Clan law and kinship are highly revered by the Seminole people, and are integral to their spiritual and ceremonial world. Clan law traditionally governs every aspect of tribal life, from the spiritual, to the governmental, to the social, including marriage rules.

The kinship systems is matrilineal; descent and inheritance are passed through the mother's lines. Children are born into their mother's clan and take their social status from that group. For example, if an individual’s mother is of the Wotkvlke or Raccoon Clan, and the father is of the Hvlpvtvlke or Alligator Clan, that individual would belong to the Raccoon Clan. However, this person would also be related to the Alligator Clan, as a son or daughter. (The Navajo, who have a similar system, say that a child is born "to" the mother's clan and "for" the father's clan.) All other Raccoon Clan people and Alligator Clan people are considered the child's relations. Depending on the generation, they would be referred to as aunts and uncles, if the age of a fellow clansman was relative to that of the mother and father, or brother and sister, if the age of the clansman was relative to that of the child.

In this system, Seminole adults must marry a person outside of the clans of their parents. This rule prevented close relatives from marrying. In keeping with the previous example of children of a marriage between persons of the Raccoon and Alligator clans, if a Raccoon Clan woman married a man of the Raccoon or Alligator clans, it would be as if, in European-American traditions, a woman married her brother, or according to age, a daughter married her father.

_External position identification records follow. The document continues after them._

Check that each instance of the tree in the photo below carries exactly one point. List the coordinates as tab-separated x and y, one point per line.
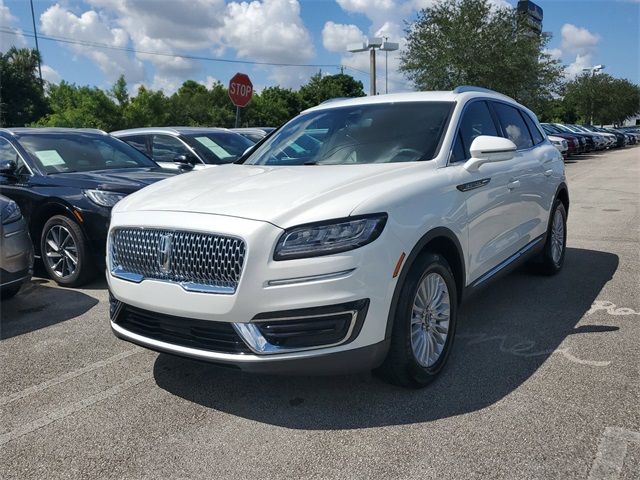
120	92
603	99
21	93
321	88
472	42
272	107
76	107
147	109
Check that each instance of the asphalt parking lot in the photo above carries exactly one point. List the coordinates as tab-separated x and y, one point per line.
544	381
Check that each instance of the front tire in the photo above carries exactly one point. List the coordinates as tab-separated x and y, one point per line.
424	324
552	256
64	252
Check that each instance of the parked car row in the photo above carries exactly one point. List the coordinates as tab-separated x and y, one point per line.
343	241
587	138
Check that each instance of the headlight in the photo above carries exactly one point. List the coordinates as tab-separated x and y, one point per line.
326	238
10	213
104	198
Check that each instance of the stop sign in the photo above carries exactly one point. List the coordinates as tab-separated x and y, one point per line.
240	90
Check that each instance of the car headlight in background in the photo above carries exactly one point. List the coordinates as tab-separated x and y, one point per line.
326	238
104	198
10	213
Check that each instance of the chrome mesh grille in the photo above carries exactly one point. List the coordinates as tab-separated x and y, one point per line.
196	259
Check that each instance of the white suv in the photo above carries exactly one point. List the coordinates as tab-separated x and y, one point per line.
345	241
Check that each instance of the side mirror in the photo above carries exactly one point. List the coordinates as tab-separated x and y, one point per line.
184	161
8	167
486	149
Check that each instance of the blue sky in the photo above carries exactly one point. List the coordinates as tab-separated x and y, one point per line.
585	33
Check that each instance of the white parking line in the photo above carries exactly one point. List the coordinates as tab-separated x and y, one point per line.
72	408
68	376
611	452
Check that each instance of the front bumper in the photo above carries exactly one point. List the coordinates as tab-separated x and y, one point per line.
227	345
316	290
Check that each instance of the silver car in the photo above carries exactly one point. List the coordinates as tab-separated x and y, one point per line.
16	251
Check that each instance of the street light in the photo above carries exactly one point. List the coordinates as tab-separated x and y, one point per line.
595	69
370	44
386	48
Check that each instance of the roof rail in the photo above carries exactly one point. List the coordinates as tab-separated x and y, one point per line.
472	88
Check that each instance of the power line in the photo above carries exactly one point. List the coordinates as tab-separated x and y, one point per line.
71	41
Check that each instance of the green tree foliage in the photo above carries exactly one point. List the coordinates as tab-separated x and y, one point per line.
273	107
21	93
321	88
602	99
193	104
88	107
471	42
146	109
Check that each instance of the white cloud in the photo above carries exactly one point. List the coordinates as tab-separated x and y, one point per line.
50	74
581	62
578	40
7	19
554	53
265	30
337	36
270	30
91	27
583	43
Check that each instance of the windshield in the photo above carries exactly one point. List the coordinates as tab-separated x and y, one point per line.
378	133
81	152
218	147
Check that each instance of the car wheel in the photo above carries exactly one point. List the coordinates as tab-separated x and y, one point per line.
424	324
64	252
552	256
9	292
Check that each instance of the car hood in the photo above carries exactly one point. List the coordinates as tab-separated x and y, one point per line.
126	180
283	196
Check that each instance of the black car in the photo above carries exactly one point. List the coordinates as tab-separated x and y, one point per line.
66	181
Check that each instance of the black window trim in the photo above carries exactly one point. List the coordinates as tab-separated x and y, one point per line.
496	124
30	174
503	133
177	137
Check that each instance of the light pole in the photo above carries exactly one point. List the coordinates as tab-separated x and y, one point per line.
370	44
386	48
593	70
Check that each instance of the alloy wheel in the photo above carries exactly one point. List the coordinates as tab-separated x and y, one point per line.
61	252
430	317
557	237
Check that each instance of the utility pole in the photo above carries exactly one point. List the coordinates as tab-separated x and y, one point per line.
387	47
35	35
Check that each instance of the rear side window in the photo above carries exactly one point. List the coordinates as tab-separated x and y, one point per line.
533	129
476	121
137	141
513	125
166	148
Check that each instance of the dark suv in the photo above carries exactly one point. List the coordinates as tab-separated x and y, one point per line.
65	182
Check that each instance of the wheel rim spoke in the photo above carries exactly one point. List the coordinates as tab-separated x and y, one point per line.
61	253
430	319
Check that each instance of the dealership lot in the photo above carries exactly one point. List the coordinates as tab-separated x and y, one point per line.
544	381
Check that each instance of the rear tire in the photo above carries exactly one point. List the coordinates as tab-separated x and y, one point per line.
424	324
64	252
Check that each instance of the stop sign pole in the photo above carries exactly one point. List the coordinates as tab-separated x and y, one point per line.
240	92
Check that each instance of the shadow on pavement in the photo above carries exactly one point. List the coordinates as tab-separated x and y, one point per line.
505	334
39	305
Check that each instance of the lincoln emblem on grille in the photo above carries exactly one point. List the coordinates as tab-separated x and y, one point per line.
164	252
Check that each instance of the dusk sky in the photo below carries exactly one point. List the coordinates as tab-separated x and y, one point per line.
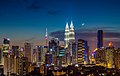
25	19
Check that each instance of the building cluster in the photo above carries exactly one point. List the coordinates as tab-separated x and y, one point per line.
22	60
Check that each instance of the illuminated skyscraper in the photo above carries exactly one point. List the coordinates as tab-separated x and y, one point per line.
66	35
28	51
110	56
100	38
54	50
46	37
69	41
71	33
6	48
82	49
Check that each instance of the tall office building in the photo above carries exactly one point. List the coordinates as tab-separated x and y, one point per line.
117	58
66	35
100	39
28	51
15	50
71	33
6	48
110	56
23	66
82	49
69	41
54	50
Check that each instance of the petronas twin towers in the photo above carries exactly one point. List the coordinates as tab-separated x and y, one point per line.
69	34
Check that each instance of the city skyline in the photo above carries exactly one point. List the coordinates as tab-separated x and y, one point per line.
23	20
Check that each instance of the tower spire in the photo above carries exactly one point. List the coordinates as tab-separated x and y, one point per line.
71	33
66	35
71	25
46	37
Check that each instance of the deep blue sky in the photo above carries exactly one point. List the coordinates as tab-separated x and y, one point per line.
24	19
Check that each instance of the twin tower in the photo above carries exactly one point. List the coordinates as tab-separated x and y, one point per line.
69	34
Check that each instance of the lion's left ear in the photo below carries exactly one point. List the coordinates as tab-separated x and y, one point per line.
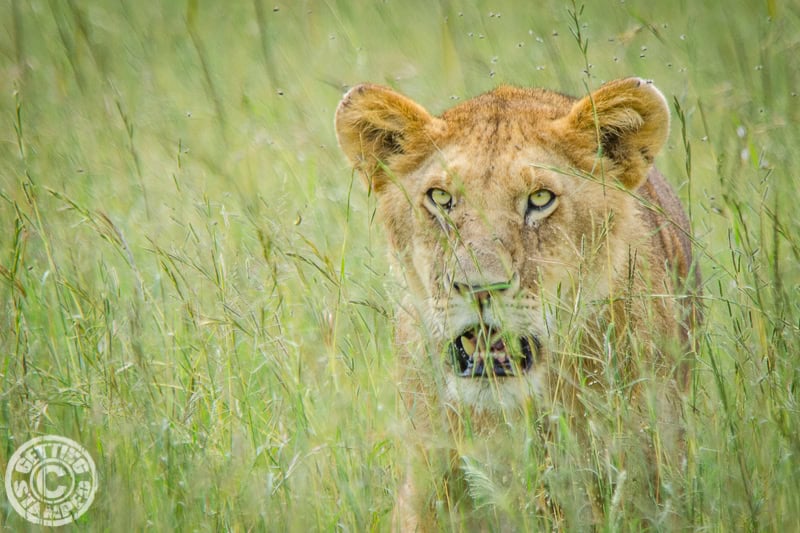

Historically, many marriages were arranged according to clan strength, or need for renewing life of a declining clan. For example, if the Bear Clan had responsibility to provide hereditary chiefs of a tribal town (atilwa), and there was a shortage of Bear Clan people in the town, its men would be encouraged to take a wife of the Bear Clan in another town. Her children would belong to the Bear Clan in her new town, and the males would be in the hereditary line for chiefs.